31-го декабря, перед самым выступлением нашим в поход, он подъехал на почтовой тройке прямо на Васильковскую площадь. Только что блистательно выдержав экзамен в Школе Колонновожатых, произведен был в офицеры и назначен в штаб 2-ой армии. Выехал из Петербурга 13-го, с вестью к нам от Северного Общества о начале восстания и с просьбой о помощи.
Я хотел его спасти, умолял ехать дальше, но он остался с нами. Больше всех верил в чудо. Тут же, на площади, обменялся с Кузьминым пистолетами, тоже поклялся: «Свобода или смерть», и клятву исполнил. На Устимовской высоте, видя, что я упал, пораженный картечью, и думая, что я убит, убил себя выстрелом в рот.

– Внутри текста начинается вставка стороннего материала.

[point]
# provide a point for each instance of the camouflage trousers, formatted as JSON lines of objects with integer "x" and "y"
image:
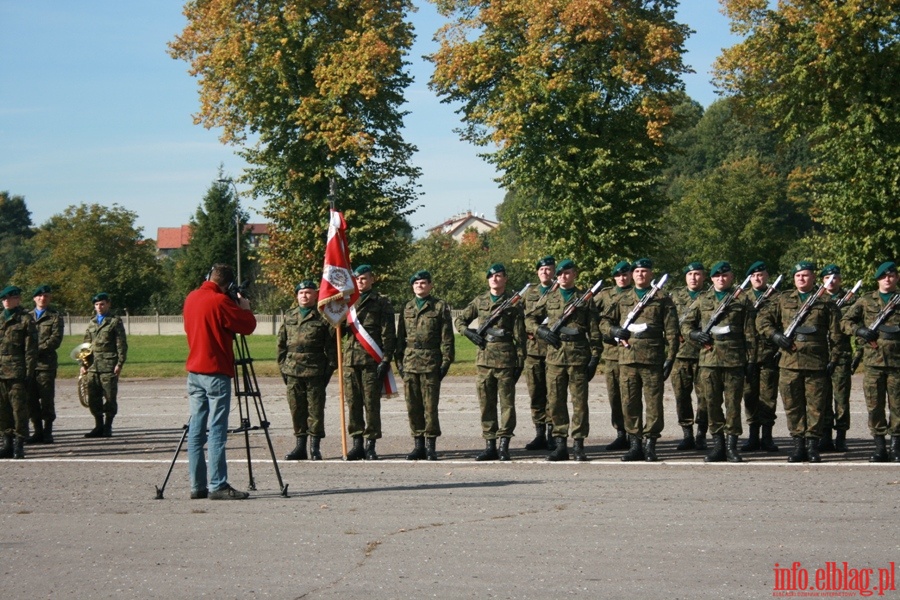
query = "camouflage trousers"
{"x": 496, "y": 386}
{"x": 803, "y": 395}
{"x": 13, "y": 407}
{"x": 686, "y": 379}
{"x": 723, "y": 386}
{"x": 761, "y": 394}
{"x": 423, "y": 395}
{"x": 306, "y": 399}
{"x": 837, "y": 399}
{"x": 882, "y": 390}
{"x": 563, "y": 381}
{"x": 636, "y": 381}
{"x": 364, "y": 401}
{"x": 103, "y": 391}
{"x": 536, "y": 378}
{"x": 42, "y": 396}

4-го января, на рассвете, подали сани, чтобы везти нас с братом Матвеем в Белую Церковь. Мы просили конвойных позволить нам проститься с Ипполитом. Конвойные долго не соглашались; наконец, повели нас в нежилую хату. Здесь, в пустой, темной и холодной комнате, на голом полу, лежали голые тела убитых: должно быть, гусары не постыдились ограбить их – раздели донага. Между ними и тело Ипполита. Нагота его была прекрасна, как нагота юного бога. Лицо не обезображено выстрелом, – только на левой щеке, под глазом, маленькое темное пятнышко. Выражение лица гордо-спокойное.
Брат помог мне встать на колени. Я поцеловал мертвого в губы и сказал:
– До свидания!
Странно: совесть мучает меня за всех, кого я погубил, но не за него – чистейшую жертву чистейшей любви.
Я тогда сказал: «до свидания», и теперь уже знаю, что свидание будет скоро. Ты первый встретишь меня там, мой Ипполит, мой ангел с белыми крыльями!
Завтра, 12 июля, объявляют приговор.
Приговор объявлен: Пестеля, Рылеева, Каховского, Бестужева-Рюмина и меня – четвертовать. Но, «сообразуясь с высокомонаршею милостью», приговор смягчен: «повесить». Сочли милостью заменить четвертование виселицей. А я все-таки думаю, что нас расстреляют: никогда еще в России офицеров не вешали.